You know they put ant shit in M&Ms? I know, because I invented them. Preserves the color. Originally we just had black and white M&Ms, but the kids didn't go for it, so we colored them. Kind of like how it was after the Berlin Wall fell: coloreds, everywhere.

It was around this time the first computers were invented, sold to us by the Soviets so they could keep making rockets to send to Mars, and I got a job at a call center in downtown Houston helping people learn to use them. I ain't never used one a day in my life, no sir. Best I could ever tell them was to unplug the fucking thing when they're done, seems to solve the problem right quick.

Like I was saying, that beautiful wife of mine, the wonderful and cheery Miss Sarah Burkington, oh, she's a peach I tell you. Then one day I caught her in bed with another man. Broke my heart, I tell you.

Worst of it was? I could have forgiven her for sleeping with a respectable man - but Jimmy Fucking Carter? Fucking whore.

"Sir?" Joe asked.

"What?" the old man responded, irritated at being interrupted.

"You're absolutely fucking crazy, aren't you?"

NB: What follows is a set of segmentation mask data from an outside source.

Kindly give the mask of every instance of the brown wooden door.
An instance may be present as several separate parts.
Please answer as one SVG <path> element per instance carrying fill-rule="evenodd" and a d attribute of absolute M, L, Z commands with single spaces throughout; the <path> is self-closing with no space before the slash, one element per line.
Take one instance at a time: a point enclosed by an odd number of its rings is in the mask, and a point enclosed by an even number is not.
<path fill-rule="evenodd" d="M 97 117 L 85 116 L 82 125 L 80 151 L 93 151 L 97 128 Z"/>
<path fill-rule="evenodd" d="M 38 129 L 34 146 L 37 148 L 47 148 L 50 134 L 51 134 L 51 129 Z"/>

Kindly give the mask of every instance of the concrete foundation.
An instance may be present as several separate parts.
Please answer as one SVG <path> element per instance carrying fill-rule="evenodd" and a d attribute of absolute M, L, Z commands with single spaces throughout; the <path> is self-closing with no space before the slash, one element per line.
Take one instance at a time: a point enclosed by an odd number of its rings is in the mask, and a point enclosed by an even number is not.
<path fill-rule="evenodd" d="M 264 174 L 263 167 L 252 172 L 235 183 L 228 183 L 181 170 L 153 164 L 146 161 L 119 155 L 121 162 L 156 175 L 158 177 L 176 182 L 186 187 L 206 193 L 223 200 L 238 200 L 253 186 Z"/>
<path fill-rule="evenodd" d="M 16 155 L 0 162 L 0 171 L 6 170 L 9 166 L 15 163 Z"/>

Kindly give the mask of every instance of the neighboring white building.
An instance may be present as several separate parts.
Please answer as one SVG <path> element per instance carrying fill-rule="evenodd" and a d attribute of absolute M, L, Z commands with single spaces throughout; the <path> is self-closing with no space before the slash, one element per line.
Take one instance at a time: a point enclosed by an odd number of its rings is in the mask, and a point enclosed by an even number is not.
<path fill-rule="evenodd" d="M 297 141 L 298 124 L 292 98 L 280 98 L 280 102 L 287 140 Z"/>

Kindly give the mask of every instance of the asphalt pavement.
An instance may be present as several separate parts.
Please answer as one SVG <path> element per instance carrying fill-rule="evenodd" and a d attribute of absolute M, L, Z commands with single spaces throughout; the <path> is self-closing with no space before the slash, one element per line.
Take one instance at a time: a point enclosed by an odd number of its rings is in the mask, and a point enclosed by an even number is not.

"Not as crazy as our resident murderer, son," the old man said, indicating with a gesture the scene outside. The bus driver, red-faced and swollen with alcohol, was charging the police officer, having produced a switchblade from the pocket of his grease-stained trousers. The officer compelled him to halt only once before putting a bullet in his head.

Joe retreated to his comrades, who were waking with the noise of the disturbance outside.

"What the hell 'appened?" Gordon asked, rubbing sleep from his eyes.